Based on the findings of the pH regulation experiment, the whole-cell catalysis for preparing 6-HCA was performed at pH=7 (Figure 7A). In fed-batch mode, 48.8 g·L-1 of 6-HCA was accumulated within 48 h, and the productivity was 1.01 g/L/h, which was the highest reported level for 6-HCA. The kinetic curve showed that the inhibition effect was evident after the formation of hydroxyl acids and the productivity decreased from 4.5 g/L/h to 0.3 g/L/h. When the catalysis was performed for 8 h, the productivity decreased to 2 g/L/h, 50% lower than that of the initial level. Therefore, we performed the cell-recycling experiment in 8 rounds for single batch catalysis, and the results are shown in Figure 7B. During 48 h of whole-cell catalysis, the cell-recycling experiment was successfully implemented for 6 rounds, and the last round still maintained 75% capacity.
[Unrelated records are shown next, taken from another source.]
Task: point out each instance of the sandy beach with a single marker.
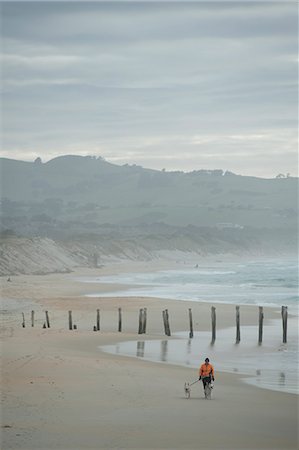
(60, 391)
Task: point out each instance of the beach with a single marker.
(61, 390)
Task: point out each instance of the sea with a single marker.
(272, 365)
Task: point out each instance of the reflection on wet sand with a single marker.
(164, 351)
(140, 349)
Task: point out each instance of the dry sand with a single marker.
(60, 391)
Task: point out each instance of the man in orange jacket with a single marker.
(206, 372)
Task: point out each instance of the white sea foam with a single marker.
(272, 365)
(272, 283)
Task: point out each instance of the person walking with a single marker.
(206, 373)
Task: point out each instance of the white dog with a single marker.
(187, 390)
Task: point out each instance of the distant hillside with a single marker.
(74, 193)
(77, 210)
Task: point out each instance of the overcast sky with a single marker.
(174, 85)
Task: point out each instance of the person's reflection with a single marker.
(188, 352)
(164, 349)
(282, 379)
(140, 349)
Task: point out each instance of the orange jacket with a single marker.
(206, 370)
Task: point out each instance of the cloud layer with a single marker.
(162, 84)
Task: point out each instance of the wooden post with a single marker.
(119, 319)
(191, 323)
(164, 321)
(70, 321)
(284, 314)
(213, 315)
(261, 320)
(167, 323)
(47, 319)
(238, 334)
(144, 320)
(140, 321)
(98, 320)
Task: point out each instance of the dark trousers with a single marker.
(206, 380)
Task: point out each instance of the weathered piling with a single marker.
(284, 315)
(166, 322)
(70, 320)
(213, 317)
(144, 320)
(119, 320)
(190, 323)
(47, 319)
(238, 333)
(261, 320)
(140, 321)
(98, 320)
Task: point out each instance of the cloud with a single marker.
(125, 79)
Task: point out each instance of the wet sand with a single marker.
(60, 391)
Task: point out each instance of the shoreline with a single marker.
(61, 392)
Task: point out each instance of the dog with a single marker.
(187, 390)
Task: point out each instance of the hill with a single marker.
(131, 210)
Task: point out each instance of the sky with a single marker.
(166, 85)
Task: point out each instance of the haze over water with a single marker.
(270, 283)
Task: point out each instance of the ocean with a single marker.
(272, 365)
(263, 283)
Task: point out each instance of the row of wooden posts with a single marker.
(165, 315)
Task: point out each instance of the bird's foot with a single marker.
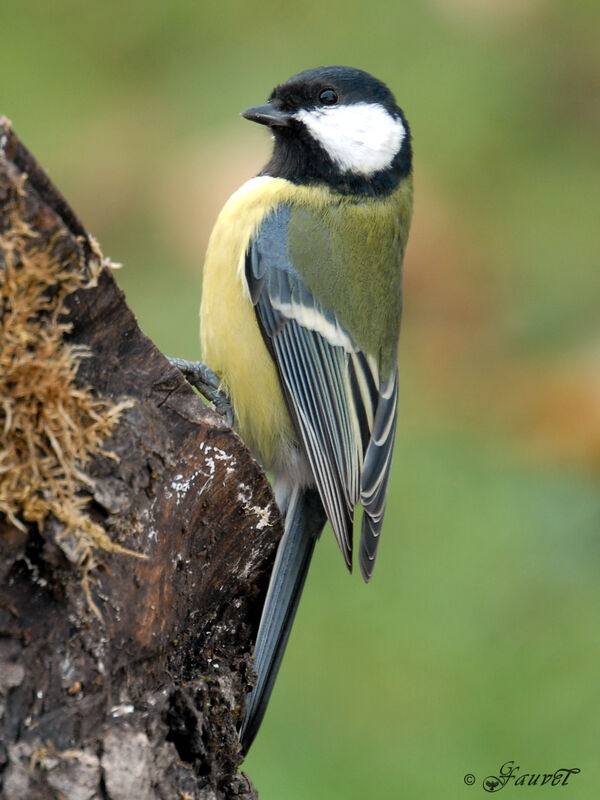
(207, 382)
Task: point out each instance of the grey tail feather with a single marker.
(304, 520)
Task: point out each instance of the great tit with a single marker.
(300, 317)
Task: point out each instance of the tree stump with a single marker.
(137, 533)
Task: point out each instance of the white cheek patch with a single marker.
(361, 138)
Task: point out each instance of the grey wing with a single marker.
(345, 415)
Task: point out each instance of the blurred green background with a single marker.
(478, 640)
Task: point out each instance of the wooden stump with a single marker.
(121, 677)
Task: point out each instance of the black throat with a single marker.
(298, 158)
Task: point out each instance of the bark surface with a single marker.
(123, 676)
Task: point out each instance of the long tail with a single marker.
(304, 520)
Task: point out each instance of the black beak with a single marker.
(268, 115)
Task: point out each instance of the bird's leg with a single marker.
(207, 382)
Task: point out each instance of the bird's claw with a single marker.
(208, 384)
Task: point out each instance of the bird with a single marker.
(300, 319)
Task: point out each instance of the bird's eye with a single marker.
(328, 97)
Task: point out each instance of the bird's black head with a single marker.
(339, 126)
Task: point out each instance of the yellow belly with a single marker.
(231, 341)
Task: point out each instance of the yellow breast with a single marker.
(231, 341)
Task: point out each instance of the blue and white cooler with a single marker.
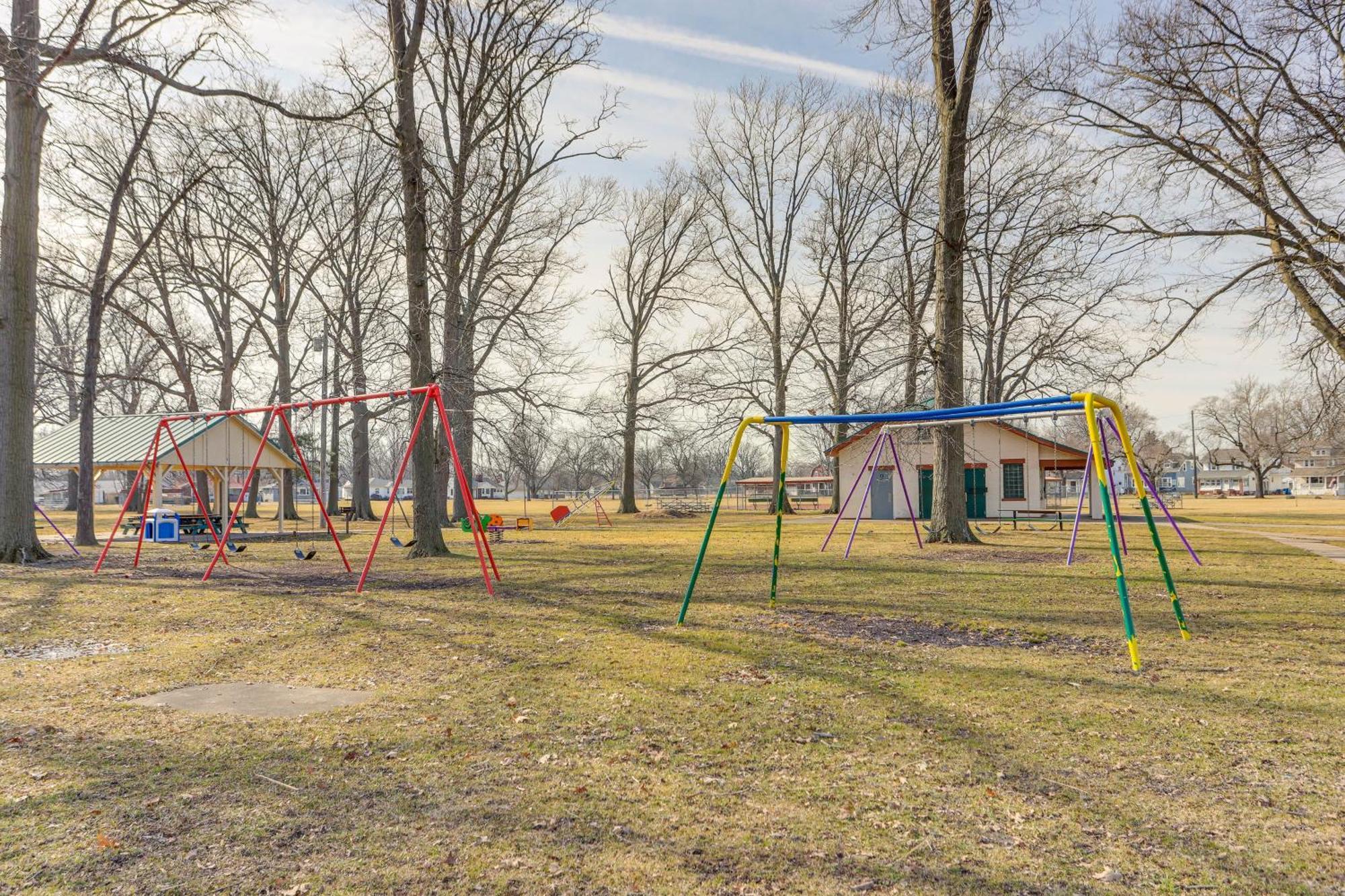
(163, 525)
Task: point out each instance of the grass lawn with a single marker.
(958, 719)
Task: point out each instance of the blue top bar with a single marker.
(939, 415)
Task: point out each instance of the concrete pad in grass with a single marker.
(264, 700)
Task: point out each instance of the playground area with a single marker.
(952, 719)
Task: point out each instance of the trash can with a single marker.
(163, 525)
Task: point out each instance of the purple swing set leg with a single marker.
(883, 439)
(1079, 510)
(851, 494)
(911, 512)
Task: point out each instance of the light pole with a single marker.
(1195, 460)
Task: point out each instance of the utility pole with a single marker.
(322, 439)
(1195, 460)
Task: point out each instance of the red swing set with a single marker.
(431, 396)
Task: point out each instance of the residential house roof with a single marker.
(1059, 446)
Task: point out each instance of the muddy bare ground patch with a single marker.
(319, 576)
(917, 633)
(993, 556)
(64, 650)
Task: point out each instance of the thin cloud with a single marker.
(720, 49)
(637, 83)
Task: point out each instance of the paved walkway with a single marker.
(1304, 542)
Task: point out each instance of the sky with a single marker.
(665, 56)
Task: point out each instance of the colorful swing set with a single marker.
(1081, 403)
(430, 395)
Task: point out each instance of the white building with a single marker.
(1319, 471)
(1007, 469)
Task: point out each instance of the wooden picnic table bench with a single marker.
(189, 524)
(1015, 514)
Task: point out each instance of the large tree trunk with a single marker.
(954, 87)
(334, 463)
(360, 443)
(254, 497)
(88, 396)
(406, 50)
(949, 513)
(629, 434)
(843, 407)
(360, 462)
(779, 409)
(284, 395)
(461, 397)
(26, 122)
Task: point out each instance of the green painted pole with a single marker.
(1100, 469)
(1163, 564)
(779, 510)
(1122, 589)
(715, 514)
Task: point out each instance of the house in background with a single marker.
(1319, 471)
(1225, 474)
(813, 490)
(1005, 469)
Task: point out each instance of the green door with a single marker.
(974, 479)
(974, 483)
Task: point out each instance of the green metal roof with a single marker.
(123, 440)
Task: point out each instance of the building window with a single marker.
(1013, 483)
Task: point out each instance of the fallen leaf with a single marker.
(1109, 874)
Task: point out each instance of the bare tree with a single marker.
(956, 69)
(1051, 283)
(406, 30)
(907, 154)
(531, 448)
(500, 217)
(650, 294)
(278, 174)
(1230, 114)
(87, 34)
(354, 222)
(100, 174)
(1155, 448)
(63, 321)
(849, 241)
(757, 159)
(649, 464)
(1262, 424)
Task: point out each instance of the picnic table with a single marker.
(1056, 517)
(190, 524)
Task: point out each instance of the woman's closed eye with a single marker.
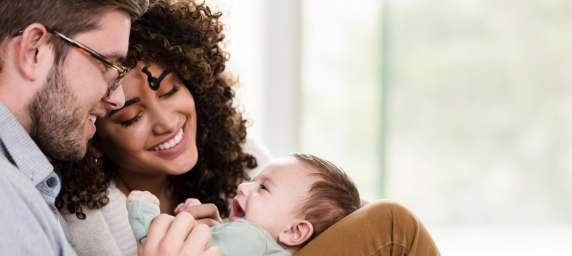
(132, 120)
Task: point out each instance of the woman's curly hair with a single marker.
(186, 38)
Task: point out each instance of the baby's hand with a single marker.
(188, 203)
(142, 195)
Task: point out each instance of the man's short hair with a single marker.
(331, 199)
(68, 17)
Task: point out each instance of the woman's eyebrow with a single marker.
(127, 104)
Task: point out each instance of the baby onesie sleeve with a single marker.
(243, 238)
(141, 215)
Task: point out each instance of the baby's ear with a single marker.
(298, 233)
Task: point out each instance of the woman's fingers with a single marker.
(208, 222)
(179, 207)
(179, 235)
(204, 211)
(157, 231)
(213, 251)
(179, 230)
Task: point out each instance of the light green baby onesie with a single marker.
(238, 238)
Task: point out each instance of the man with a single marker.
(60, 71)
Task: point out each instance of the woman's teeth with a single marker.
(92, 118)
(172, 142)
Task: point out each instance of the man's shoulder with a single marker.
(28, 225)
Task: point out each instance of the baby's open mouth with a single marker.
(238, 212)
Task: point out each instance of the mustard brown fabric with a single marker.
(381, 228)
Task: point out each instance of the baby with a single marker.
(287, 204)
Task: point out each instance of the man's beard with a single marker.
(57, 126)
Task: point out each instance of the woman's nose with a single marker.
(165, 122)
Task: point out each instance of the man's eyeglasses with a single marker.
(120, 68)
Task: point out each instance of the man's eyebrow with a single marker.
(127, 104)
(117, 57)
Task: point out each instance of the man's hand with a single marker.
(204, 213)
(179, 235)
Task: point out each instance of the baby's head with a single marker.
(295, 198)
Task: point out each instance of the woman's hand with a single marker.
(204, 213)
(179, 235)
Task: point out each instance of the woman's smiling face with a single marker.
(155, 132)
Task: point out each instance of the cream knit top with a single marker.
(107, 232)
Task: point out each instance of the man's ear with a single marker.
(298, 233)
(34, 51)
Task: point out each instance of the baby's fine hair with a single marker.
(331, 199)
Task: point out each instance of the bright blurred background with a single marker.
(461, 110)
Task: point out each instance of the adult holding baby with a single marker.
(59, 71)
(180, 136)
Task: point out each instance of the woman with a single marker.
(180, 137)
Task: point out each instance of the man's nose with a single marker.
(117, 99)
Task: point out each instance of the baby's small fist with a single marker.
(188, 203)
(142, 195)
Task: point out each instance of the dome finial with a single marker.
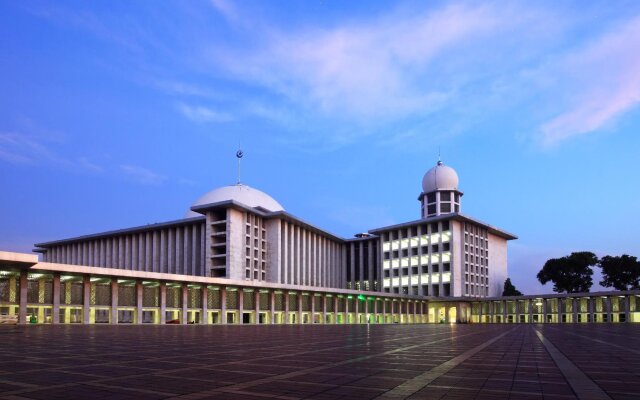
(239, 155)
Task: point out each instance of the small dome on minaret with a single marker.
(440, 193)
(440, 177)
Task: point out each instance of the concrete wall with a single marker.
(497, 264)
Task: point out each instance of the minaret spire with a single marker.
(239, 155)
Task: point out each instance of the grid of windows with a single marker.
(255, 248)
(441, 202)
(417, 260)
(476, 261)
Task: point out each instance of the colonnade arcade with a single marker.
(54, 297)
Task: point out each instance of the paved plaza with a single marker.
(321, 362)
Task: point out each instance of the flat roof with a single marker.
(455, 216)
(125, 231)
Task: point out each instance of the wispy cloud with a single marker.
(203, 114)
(604, 80)
(142, 175)
(375, 68)
(25, 149)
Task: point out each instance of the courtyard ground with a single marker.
(560, 362)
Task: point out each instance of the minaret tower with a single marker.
(440, 194)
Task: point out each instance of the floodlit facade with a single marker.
(238, 257)
(240, 233)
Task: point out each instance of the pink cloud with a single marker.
(604, 78)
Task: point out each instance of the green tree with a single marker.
(509, 289)
(622, 273)
(570, 274)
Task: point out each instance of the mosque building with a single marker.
(238, 256)
(240, 233)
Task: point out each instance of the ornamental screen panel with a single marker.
(174, 297)
(293, 302)
(340, 304)
(151, 296)
(33, 291)
(126, 295)
(75, 289)
(213, 299)
(599, 305)
(306, 302)
(194, 297)
(5, 290)
(248, 300)
(583, 305)
(264, 301)
(329, 303)
(615, 304)
(232, 300)
(279, 299)
(102, 294)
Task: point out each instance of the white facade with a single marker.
(240, 233)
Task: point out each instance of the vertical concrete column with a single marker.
(205, 305)
(114, 301)
(324, 308)
(406, 311)
(346, 309)
(415, 311)
(223, 305)
(272, 306)
(139, 294)
(393, 311)
(56, 297)
(163, 303)
(185, 303)
(86, 299)
(256, 302)
(366, 310)
(375, 310)
(492, 312)
(22, 308)
(286, 307)
(313, 309)
(240, 306)
(504, 311)
(384, 311)
(627, 308)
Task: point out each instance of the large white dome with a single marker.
(440, 177)
(240, 193)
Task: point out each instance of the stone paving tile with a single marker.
(317, 362)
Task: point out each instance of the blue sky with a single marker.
(118, 114)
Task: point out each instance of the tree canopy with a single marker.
(570, 274)
(622, 273)
(510, 289)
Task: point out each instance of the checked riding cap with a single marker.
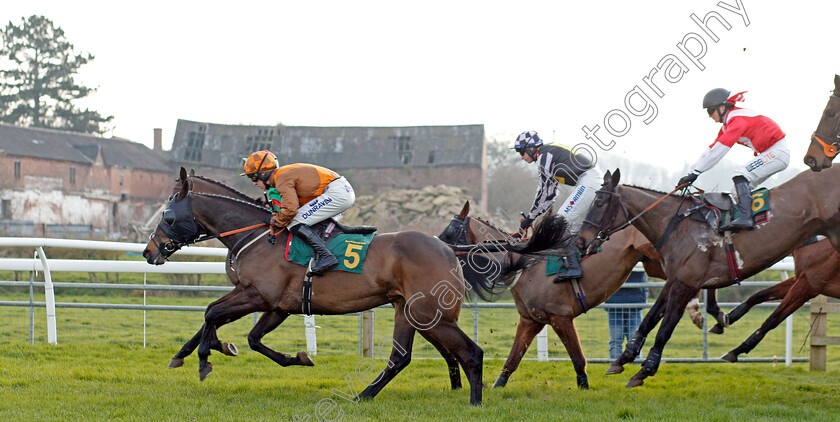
(258, 163)
(527, 139)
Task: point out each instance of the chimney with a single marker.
(158, 140)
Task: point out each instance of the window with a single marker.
(403, 147)
(261, 141)
(6, 209)
(195, 145)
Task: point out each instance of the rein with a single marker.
(606, 236)
(830, 149)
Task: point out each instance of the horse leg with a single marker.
(678, 297)
(466, 351)
(451, 361)
(234, 305)
(403, 340)
(635, 343)
(525, 333)
(713, 309)
(771, 293)
(225, 348)
(267, 323)
(798, 294)
(564, 326)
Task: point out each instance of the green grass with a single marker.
(109, 381)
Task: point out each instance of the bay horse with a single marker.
(825, 141)
(538, 299)
(206, 185)
(694, 254)
(817, 268)
(416, 273)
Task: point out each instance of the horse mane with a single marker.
(218, 183)
(235, 200)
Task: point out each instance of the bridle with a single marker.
(830, 143)
(186, 231)
(604, 232)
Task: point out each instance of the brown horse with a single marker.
(817, 272)
(538, 299)
(207, 185)
(416, 273)
(825, 142)
(694, 255)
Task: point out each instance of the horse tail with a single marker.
(488, 277)
(548, 234)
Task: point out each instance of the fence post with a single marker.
(818, 322)
(367, 333)
(542, 345)
(311, 341)
(49, 293)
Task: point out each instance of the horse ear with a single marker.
(464, 211)
(184, 186)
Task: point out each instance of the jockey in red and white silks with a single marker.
(748, 128)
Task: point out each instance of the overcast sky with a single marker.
(549, 66)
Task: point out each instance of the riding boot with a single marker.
(571, 260)
(744, 220)
(325, 260)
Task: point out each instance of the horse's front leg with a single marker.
(678, 297)
(637, 340)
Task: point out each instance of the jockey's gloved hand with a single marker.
(688, 178)
(525, 223)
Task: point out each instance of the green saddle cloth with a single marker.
(350, 249)
(760, 205)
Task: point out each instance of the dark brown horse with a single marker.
(207, 185)
(817, 272)
(825, 142)
(414, 272)
(538, 299)
(694, 255)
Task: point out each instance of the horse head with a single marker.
(825, 141)
(603, 217)
(177, 226)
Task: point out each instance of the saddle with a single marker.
(329, 229)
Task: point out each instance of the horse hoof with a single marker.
(304, 359)
(205, 371)
(730, 357)
(633, 383)
(230, 349)
(500, 382)
(615, 369)
(716, 329)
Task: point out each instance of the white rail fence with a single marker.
(41, 263)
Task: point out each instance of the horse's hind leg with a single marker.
(451, 362)
(635, 343)
(467, 352)
(403, 340)
(267, 323)
(678, 297)
(771, 293)
(797, 295)
(234, 305)
(525, 333)
(564, 326)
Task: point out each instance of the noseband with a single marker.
(830, 143)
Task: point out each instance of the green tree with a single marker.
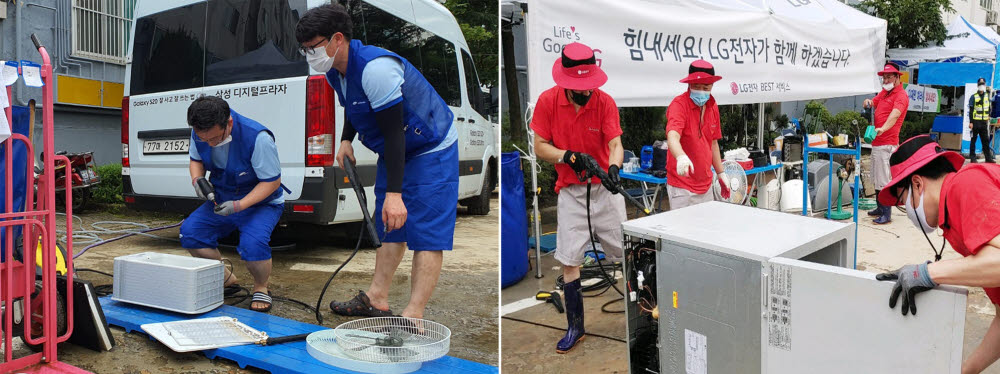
(479, 22)
(911, 23)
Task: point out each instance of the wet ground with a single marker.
(530, 335)
(465, 299)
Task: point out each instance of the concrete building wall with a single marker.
(974, 11)
(78, 127)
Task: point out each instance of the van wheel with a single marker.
(480, 205)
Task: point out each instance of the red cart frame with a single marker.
(38, 222)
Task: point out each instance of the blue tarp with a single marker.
(21, 117)
(513, 221)
(953, 74)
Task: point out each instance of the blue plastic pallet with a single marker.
(288, 358)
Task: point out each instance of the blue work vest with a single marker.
(238, 178)
(426, 118)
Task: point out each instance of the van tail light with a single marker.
(320, 126)
(125, 162)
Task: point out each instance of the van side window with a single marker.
(432, 55)
(472, 85)
(441, 69)
(168, 53)
(250, 40)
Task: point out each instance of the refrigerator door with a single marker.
(824, 319)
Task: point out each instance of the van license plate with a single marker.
(165, 146)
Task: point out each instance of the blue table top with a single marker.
(762, 169)
(643, 177)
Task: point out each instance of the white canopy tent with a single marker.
(968, 41)
(765, 50)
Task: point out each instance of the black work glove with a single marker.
(227, 208)
(910, 280)
(575, 160)
(613, 182)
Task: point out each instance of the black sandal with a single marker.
(261, 298)
(359, 306)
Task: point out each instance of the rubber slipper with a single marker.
(262, 298)
(359, 306)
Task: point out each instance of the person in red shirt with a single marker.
(693, 133)
(576, 123)
(891, 105)
(964, 203)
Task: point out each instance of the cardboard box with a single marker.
(950, 141)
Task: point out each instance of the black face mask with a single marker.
(579, 98)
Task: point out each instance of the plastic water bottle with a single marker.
(647, 156)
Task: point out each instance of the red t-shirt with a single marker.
(684, 117)
(969, 207)
(588, 131)
(884, 103)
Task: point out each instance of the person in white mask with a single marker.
(891, 105)
(400, 117)
(963, 202)
(979, 118)
(249, 196)
(693, 131)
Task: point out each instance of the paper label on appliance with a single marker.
(8, 73)
(695, 353)
(32, 73)
(779, 307)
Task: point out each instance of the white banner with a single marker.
(923, 99)
(805, 49)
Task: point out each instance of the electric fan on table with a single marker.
(736, 178)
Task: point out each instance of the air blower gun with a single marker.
(206, 189)
(593, 169)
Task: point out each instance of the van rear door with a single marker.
(241, 50)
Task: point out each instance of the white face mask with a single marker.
(225, 141)
(917, 216)
(320, 61)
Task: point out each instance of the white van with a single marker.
(245, 51)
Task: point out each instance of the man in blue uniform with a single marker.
(246, 175)
(399, 116)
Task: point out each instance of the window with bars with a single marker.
(101, 29)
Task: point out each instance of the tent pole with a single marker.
(760, 127)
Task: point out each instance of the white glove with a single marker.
(684, 166)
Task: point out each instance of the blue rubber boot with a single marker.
(574, 317)
(886, 216)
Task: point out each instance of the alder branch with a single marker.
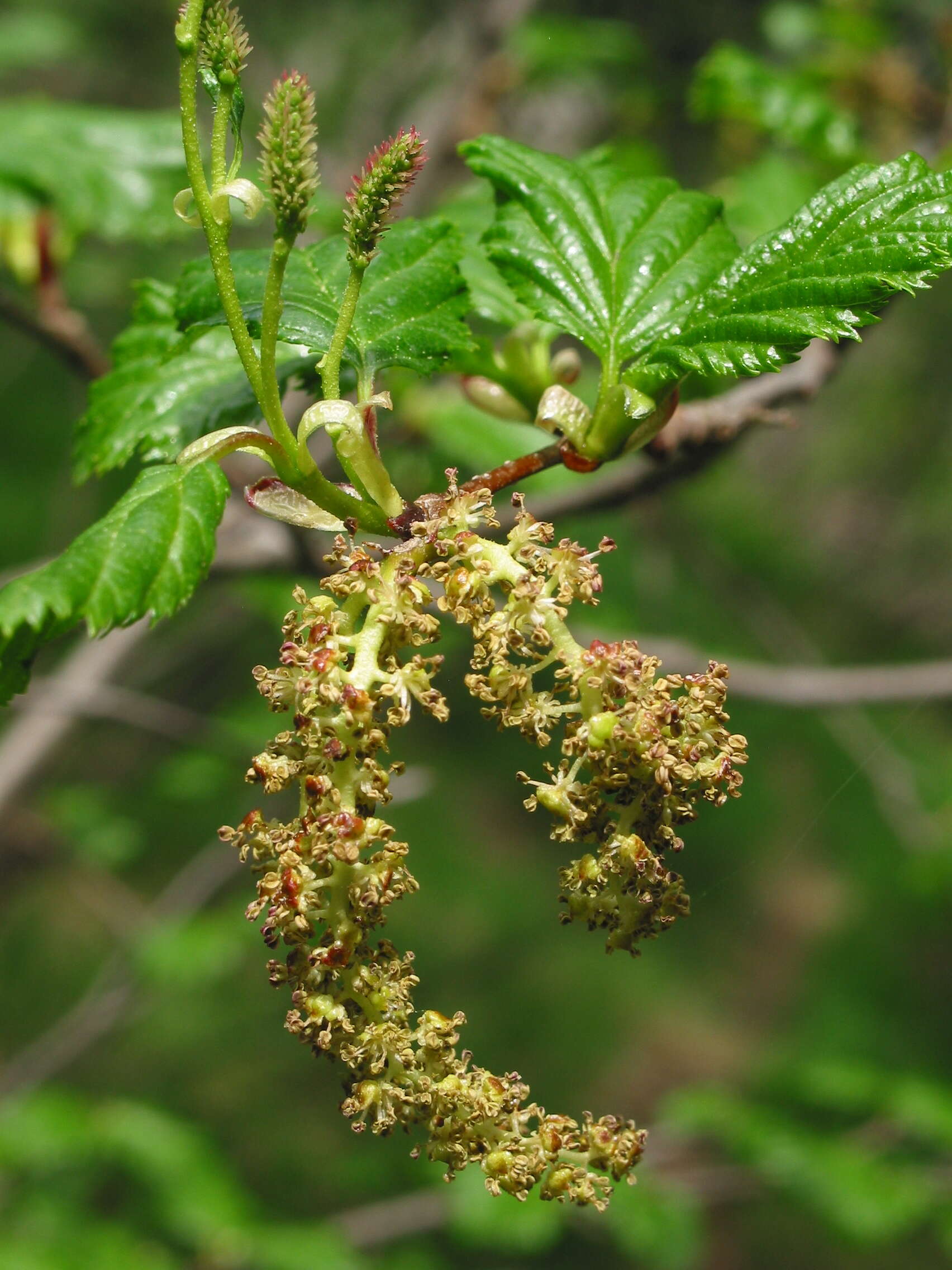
(810, 686)
(28, 742)
(696, 436)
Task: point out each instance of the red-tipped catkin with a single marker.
(385, 178)
(290, 151)
(224, 45)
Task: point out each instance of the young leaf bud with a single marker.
(290, 151)
(377, 189)
(224, 46)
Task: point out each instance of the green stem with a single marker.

Finally, 129.3 g of 6-HCA was accumulated in 6 rounds, with average productivity of 2.7 g/h, 1.6 times higher than that of a single batch. The importance of 6-HCA underscores its social demand; however, the existing technologies cannot support the market demand. Therefore, the method for preparing 6-HCA proposed in the study, overcomes the disadvantages of traditional methods, demonstrating promise for the industrial production of 6-HCA in the future.